Culturally, country music is still big in Maryland once you leave Montgomery and PG Counties adn Baltimore City. Even in Howard County, the less "ethnic" parts of Montgomery and in Baltimore and ANne Arundel counties, most people love country unlike in Jersey, where even many people in the rural parts listen to the genre. The only northern state where country music is very popular is Pennsylvania, and mostly in the rural areas.

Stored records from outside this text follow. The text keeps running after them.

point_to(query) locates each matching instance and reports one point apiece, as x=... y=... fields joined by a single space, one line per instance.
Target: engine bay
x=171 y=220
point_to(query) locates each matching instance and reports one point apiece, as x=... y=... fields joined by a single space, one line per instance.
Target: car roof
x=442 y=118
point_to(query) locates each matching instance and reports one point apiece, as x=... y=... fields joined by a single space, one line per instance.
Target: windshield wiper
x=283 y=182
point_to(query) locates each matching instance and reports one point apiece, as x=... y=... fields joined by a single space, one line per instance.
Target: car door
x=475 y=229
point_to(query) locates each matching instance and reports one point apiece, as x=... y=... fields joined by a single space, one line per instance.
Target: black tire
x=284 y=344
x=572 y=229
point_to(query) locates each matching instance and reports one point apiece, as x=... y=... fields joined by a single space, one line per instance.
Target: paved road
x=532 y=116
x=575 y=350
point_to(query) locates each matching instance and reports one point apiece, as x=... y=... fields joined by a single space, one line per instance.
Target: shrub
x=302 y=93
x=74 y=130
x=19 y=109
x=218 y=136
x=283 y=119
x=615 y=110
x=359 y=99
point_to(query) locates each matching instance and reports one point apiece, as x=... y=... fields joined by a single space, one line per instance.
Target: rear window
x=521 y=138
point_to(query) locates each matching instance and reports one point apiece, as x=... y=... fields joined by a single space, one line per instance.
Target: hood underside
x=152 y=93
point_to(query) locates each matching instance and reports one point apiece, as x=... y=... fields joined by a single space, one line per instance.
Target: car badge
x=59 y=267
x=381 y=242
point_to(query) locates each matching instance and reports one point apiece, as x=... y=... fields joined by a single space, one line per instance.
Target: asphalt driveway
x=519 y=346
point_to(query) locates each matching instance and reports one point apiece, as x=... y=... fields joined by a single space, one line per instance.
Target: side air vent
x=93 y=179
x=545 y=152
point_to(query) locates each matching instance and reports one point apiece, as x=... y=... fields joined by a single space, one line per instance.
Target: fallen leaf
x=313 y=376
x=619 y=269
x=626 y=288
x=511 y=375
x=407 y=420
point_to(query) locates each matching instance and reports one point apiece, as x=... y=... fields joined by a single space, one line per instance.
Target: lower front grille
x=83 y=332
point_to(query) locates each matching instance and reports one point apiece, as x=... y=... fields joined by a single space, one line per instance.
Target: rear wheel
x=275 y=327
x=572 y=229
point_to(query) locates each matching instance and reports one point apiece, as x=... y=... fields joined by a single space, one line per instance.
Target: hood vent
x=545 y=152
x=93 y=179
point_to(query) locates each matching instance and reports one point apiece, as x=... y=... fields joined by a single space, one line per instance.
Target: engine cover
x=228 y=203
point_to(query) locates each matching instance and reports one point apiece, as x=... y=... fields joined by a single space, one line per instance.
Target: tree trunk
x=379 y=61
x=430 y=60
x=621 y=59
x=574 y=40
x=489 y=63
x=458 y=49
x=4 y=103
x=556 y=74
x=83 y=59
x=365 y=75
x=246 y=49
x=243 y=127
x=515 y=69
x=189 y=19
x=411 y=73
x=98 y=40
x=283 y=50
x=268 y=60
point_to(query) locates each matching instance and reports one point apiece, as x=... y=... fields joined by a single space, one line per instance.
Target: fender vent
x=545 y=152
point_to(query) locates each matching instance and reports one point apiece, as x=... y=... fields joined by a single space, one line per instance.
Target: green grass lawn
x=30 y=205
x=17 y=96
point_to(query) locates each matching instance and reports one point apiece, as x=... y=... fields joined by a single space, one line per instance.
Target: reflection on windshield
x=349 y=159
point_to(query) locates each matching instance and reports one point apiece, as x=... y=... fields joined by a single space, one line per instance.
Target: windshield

I don't why people from up north are so arrogant and stuck up adn think they're better than anyone else in the country. Baltimore is a typical rotting city with a northern feel, just like Philly, Newark, and dozens of places in New Jersey and Pennsylania. Why are they produ of their dying steel mill towns, graffiti and trash strewn urban housing projects, and snotty classist golf courses, their abortion clinics, their overpriced soulless urban apartments, their concrete and brick jungles, and their 5-foot snowfalls? Why would I want to live in NY or Boston and see cluttered brick rowhouses and taxis out my window, give me a suburban subdivision any day.
4 inches of snow gets Montgomery, PG and Howard and Baltimore County schools closed .That will not get Philadelphia or South Jersey schools closed or delayed. On the other hand, Marylanders are still retiring to Florida, Georgia, and Arizona in droves. North Carolinians don't seem warmer, sunnier places.